Warren herself continues to insist that she's not gunning for higher office. "I am not running for president," she's repeatedly said. But that formulation, it’s been pointed out, carefully sticks with the present tense. And when asked directly, she hasn't explicitly ruled out a future presidential bid.

Warren has struck an increasingly combative tone as she's moved from her book tour to the campaign stump, accusing Republicans again and again of siding with plutocrats instead of ordinary Americans. At a DC conference on Wednesday, she urged young progressives to challenge those who voted down her bill to lower student-loan interest rates, paid for by a minimum tax on millionaires.

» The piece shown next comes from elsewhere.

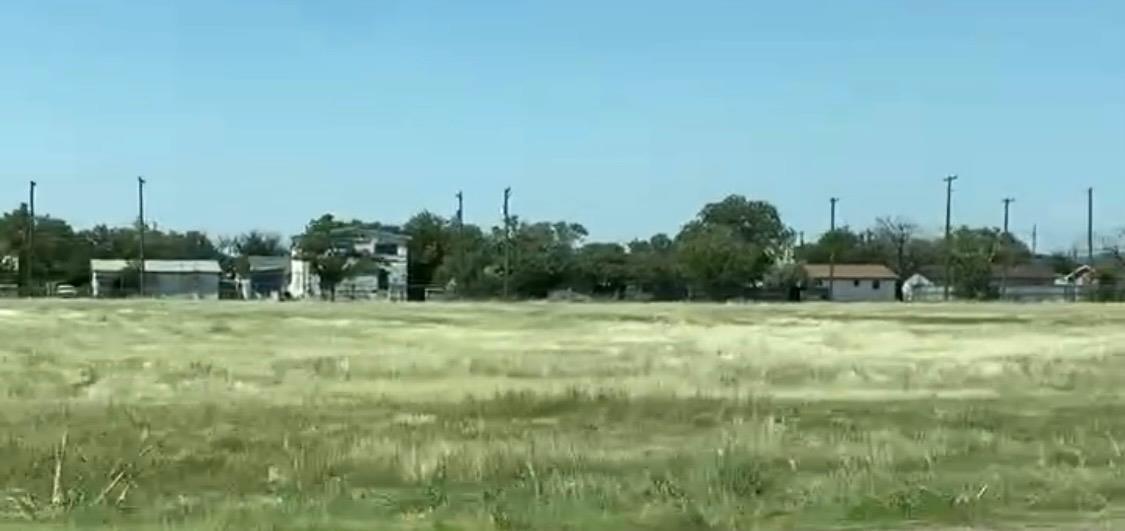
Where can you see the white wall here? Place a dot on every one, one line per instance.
(848, 290)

She told them the questions they should ask the Republicans who killed her bill. "Who do you work for? Do you work for those who hire armies of lobbyists and lawyers? Do you work for the millionaires and billionaires who’ve already made it big? Or do you work for the people who go out every day and bust their tails to try and have a chance to build their future? That’s the fundamental question facing our country."

Warren has brought the same populist brio to red states like Kentucky as well, where she recently campaigned for Alison Lundergan Grimes, who's challenging Senate Minority Leader Mitch McConnell, and in West Virginia for Democratic Senate hopeful Natalie Tennant. “Our job is to fight for the families of America," Warren said at a West Virginia event on Monday, according to The Washington Post. “Stitch up the tax loopholes so that millionaires and billionaires pay at the same tax rate as the people in this room.”

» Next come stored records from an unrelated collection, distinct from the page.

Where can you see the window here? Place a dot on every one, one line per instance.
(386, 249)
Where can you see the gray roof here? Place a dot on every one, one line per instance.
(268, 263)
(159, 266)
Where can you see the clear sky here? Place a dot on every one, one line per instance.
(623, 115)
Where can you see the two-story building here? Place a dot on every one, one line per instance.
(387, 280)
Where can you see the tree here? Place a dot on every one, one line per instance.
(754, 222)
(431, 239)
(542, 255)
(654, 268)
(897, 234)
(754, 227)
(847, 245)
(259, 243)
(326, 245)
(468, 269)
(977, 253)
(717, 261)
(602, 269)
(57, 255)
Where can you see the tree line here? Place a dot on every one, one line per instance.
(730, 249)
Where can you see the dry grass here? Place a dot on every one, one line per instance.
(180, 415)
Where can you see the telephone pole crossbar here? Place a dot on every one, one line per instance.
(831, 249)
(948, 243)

Progressives are betting Warren's pugnacious style and signature issues could animate young voters who've come of age during the Great Recession—and may have soured on President Obama as their savior. Student loan reform is "a pocketbook issue that our generation cares about," says Jennifer Wang, policy and advocacy manager for Young Invincibles, a non-profit first formed to support the Affordable Care Act. "A lot of people may have felt like they were alone in their struggle, and she’s been vocal about it."

Activists also credit Warren for helping to push Democrats to the left on Social Security, rallying for its expansion rather than the cuts that the White House had proposed during deficit reduction talks. They’ve been thrilled to see her continue challenging federal officials on the Wall Street bank bailouts, as she did this week with Federal Reserve Chair Janet Yellen. And they believe that she will continue to pressure the party to embrace a progressive agenda on issues like income inequality.

Even if she doesn’t run in 2016, her supporters will demand it, says Sheyman of MoveOn. “What’s clear is progressive voters will make clear they want a vigorous primary debate.”